''Yer o dehşetli sarsıntısıyla sarsıldığı zaman
 Ve yer ağırlıklarını dışarı attığı ve insan, “Ne oluyor buna!” dediği zaman;
O gün yer, bütün haberlerini rabbinin ona vahyettiği şekilde anlatır.
İşte o gün insanlar yaptıkları kendilerine gösterilsin diye (bulundukları yerden) farklı gruplar halinde çıkarlar.
Kim zerre miktarı hayır yapmışsa onu (karşılığını) görür.
Kim de zerre miktarı şer işlemişse onu (karşılığını) görür.''


Zilzal sarsıntı, deprem demektir. Sûrede her ne kadar kıyamet kopması sırasındaki şiddetli yer sarsıntısının ardından kıyamet gününde yaşanacak olan sıkıntı ve dehşet verici haller anlatılsa da, son günlerde yaşadığımız dehşetli depremi (zelzeleyi)  çok güzel özetliyor. 
‘Yer ağırlığını dışarı attığında’; bizler, sizler, onlar, bunlar mühendisler müteahhitler, denetimciler, inşaatı incelemeden imza atanlar, dükkân daha iyi gözüksün diye kolon kesenler, demirden, çimentodan çalanlar… ‘’ne oluyor buna’’ demeye başladılar.  Ne olacak yaptığınız size gösteriliyor. Ne olacak hesap vereceksiniz.
‘O gün yar haberlerini’ anlatıyor, yığınlar seni şikayet ediyor, enkazdan çıkarılan insanlar seni şikayet ediyor. Yeryüzü yapılan bunca hırsızlığı, caniliği, haramı kaldıramıyor artık. Bu olanlar sana gösterilsin ki ibret alınsın. 
Ayrıca dünyada işlenen hayır veya şerrin karşılığının âhirette ödül veya ceza olarak alınacağı bildirilmektedir. Sen bu dünyada yapılanların karşılıksız kalacağını düşünme.

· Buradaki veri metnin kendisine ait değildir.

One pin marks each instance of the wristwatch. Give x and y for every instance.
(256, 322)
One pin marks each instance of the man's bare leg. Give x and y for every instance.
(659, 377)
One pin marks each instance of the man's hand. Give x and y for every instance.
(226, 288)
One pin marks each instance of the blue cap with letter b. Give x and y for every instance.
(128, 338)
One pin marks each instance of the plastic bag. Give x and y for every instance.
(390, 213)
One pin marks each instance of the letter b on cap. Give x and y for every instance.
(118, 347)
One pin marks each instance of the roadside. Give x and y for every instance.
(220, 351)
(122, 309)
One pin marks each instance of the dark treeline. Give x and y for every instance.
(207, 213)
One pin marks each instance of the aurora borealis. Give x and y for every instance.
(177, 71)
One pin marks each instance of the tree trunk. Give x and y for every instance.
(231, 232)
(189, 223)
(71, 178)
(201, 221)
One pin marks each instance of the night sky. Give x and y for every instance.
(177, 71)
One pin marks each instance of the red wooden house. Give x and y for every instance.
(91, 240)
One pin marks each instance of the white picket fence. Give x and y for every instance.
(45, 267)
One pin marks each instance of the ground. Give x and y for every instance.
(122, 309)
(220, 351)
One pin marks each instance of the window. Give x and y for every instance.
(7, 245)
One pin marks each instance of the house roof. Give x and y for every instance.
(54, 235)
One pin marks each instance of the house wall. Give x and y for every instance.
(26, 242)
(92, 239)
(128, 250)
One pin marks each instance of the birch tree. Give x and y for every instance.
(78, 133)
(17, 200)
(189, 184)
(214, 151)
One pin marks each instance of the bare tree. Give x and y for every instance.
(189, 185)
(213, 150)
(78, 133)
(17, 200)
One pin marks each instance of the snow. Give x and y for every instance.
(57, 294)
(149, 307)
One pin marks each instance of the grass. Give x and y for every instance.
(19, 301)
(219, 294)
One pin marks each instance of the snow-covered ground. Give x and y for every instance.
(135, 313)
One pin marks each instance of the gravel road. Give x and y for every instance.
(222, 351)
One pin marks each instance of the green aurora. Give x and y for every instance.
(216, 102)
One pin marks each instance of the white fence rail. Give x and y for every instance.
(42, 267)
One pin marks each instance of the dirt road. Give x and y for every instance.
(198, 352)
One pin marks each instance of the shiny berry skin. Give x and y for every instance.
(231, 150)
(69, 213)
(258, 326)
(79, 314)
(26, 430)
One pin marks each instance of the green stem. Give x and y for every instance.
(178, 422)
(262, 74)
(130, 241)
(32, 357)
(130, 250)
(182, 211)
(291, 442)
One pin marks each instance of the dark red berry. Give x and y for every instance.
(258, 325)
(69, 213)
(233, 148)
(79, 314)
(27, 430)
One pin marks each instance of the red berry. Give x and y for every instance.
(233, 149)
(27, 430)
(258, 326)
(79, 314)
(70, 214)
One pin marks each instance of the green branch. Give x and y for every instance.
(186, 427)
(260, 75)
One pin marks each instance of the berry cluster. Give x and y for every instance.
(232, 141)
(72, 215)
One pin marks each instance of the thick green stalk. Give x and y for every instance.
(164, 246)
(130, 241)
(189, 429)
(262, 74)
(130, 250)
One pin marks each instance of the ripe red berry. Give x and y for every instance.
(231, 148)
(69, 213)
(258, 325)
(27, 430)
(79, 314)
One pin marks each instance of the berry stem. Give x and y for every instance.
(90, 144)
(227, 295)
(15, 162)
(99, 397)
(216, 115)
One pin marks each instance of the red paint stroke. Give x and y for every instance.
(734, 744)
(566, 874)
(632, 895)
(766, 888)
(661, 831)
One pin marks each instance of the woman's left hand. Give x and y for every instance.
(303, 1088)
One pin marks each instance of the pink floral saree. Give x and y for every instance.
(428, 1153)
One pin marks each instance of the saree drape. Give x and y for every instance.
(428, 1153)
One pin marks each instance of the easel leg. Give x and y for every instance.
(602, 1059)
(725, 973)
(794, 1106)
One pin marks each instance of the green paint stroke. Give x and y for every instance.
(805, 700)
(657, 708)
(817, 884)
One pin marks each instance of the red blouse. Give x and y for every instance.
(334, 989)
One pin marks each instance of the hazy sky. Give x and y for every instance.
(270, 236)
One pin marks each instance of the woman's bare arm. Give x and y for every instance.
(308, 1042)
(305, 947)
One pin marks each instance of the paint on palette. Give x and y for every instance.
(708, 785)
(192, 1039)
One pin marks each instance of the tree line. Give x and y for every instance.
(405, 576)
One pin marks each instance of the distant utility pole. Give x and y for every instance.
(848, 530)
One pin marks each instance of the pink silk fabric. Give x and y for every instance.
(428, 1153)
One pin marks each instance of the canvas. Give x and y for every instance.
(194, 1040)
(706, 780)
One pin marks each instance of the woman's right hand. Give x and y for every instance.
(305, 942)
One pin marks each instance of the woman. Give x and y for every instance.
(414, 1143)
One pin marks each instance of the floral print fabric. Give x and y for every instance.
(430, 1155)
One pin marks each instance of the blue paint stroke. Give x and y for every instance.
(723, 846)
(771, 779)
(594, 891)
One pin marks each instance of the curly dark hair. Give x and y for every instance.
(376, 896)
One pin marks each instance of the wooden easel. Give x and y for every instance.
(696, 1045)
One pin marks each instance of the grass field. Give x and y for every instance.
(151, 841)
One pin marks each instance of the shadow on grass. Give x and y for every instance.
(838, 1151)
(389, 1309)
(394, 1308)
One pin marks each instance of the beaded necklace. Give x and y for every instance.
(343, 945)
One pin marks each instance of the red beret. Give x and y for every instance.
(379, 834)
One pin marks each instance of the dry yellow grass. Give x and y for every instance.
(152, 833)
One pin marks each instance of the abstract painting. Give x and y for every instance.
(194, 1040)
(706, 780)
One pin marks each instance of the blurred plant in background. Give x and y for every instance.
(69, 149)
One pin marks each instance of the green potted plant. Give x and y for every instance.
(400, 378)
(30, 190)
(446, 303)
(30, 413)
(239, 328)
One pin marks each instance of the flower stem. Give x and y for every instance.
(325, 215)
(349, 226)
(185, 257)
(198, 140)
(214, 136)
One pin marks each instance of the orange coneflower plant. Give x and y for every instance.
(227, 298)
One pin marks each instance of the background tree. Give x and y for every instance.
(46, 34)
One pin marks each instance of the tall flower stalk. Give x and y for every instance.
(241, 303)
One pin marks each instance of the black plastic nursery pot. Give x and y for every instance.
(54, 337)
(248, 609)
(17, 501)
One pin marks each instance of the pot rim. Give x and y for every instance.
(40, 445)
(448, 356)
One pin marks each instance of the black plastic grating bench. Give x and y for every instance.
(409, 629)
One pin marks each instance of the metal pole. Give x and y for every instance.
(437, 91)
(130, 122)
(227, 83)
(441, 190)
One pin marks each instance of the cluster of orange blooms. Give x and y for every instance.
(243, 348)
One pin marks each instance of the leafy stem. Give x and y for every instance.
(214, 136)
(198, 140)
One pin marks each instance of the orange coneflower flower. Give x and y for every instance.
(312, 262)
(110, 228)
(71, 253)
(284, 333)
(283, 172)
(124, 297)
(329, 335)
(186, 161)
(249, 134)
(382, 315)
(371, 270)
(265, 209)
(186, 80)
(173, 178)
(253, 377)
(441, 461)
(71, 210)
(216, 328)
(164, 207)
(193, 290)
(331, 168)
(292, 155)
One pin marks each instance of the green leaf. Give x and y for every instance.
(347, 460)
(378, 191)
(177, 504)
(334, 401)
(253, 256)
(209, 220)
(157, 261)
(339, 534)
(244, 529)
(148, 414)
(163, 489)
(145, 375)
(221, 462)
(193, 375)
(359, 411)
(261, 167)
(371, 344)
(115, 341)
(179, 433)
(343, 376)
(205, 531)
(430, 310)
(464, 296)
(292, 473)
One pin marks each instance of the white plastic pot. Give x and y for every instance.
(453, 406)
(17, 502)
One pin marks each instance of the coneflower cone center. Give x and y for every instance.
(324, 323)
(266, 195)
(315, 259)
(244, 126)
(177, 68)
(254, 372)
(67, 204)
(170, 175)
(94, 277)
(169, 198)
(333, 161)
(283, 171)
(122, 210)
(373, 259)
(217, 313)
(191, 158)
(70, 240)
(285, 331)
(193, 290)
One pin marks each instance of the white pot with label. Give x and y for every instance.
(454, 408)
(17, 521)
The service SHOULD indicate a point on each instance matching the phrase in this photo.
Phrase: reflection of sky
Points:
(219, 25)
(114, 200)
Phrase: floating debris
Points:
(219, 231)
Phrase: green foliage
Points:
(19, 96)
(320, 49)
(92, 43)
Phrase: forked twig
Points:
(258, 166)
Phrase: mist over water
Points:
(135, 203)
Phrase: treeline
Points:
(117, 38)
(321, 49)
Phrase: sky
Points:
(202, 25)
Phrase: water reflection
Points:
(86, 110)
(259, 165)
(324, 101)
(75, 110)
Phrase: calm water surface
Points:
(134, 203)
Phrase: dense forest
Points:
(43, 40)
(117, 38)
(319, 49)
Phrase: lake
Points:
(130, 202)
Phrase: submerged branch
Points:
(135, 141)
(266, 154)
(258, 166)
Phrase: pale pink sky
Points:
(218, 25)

Depremzedelere yapılan yardımlar, uzatılan el karşılığını alacaktır. 
Yaşanan bu dram, acı ve çaresizliğe sebep olanlar, Kolon kesenler, çimentodan demirden çalanlar bu yaptıklarının hesabını verecekler.


 Hesabını veremeyeceğimiz işleri yapmaktan Sana sığınırız Allah'ım.